Shalat tambahan, atau yang sering disebut shalat nawafil, memiliki peran penting selain dari shalat fardhu lima waktu. Dalam kajian yang lebih mendalam, shalat nawafil ini terdiri dari tiga tingkatan, yaitu sunnah, mustahab, dan tathawwu’.
Shalat sunnah merujuk pada shalat yang secara langsung dinukil dari Rasulullah shallallahu ‘alaihi wasallam dan dilakukan secara konsisten. Contoh dari shalat sunnah ini antara lain shalat rawatib, yang mengiringi shalat fardhu (shalat sunnah qabliyah dan shalat sunnah ba’diyah), shalat dhuha, shalat tahajjud, dan shalat witir.
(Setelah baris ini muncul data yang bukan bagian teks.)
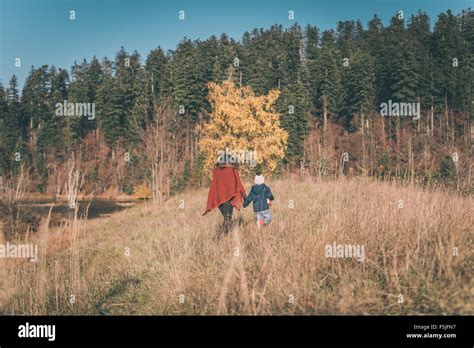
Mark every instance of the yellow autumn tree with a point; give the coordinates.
(241, 121)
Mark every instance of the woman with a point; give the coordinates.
(226, 192)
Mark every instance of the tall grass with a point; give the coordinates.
(167, 260)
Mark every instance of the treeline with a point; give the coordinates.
(332, 84)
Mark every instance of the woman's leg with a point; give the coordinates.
(226, 210)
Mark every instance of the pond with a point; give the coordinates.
(87, 209)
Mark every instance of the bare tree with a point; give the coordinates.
(156, 136)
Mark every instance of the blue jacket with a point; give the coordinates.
(259, 195)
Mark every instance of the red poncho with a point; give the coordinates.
(225, 185)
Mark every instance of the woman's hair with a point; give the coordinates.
(224, 165)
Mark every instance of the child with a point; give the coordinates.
(261, 196)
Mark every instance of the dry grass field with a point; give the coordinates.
(167, 260)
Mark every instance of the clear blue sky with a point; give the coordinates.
(40, 32)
Sementara itu, shalat mustahab adalah shalat yang keutamaannya dijelaskan dalam hadits, meskipun tidak ada catatan bahwa Rasulullah melaksanakannya secara terus-menerus. Contohnya termasuk shalat sebelum keluar dari rumah, shalat setelah kembali dari bepergian, serta shalat pada malam dan hari tertentu seperti shalat sunnah malam Ahad dan shalat sunnah hari Senin.
Sedangkan shalat tathawwu’ mencakup semua shalat yang tidak termasuk dalam dua kategori sebelumnya. Ini adalah shalat yang tidak ada keterangan dalam hadits maupun atsar, namun dilakukan oleh seorang hamba sebagai bentuk munajat kepada Allah swt. Biasanya, ini adalah ungkapan ketulusan seorang hamba yang ingin mendekatkan diri kepada-Nya.
Ketiga kategori ini merupakan panduan teoritis. Menurut Imam Ghazali, kesalahan dalam penyebutan tidaklah menjadi masalah selama pemahaman mengenai shalat tersebut terjaga dengan baik.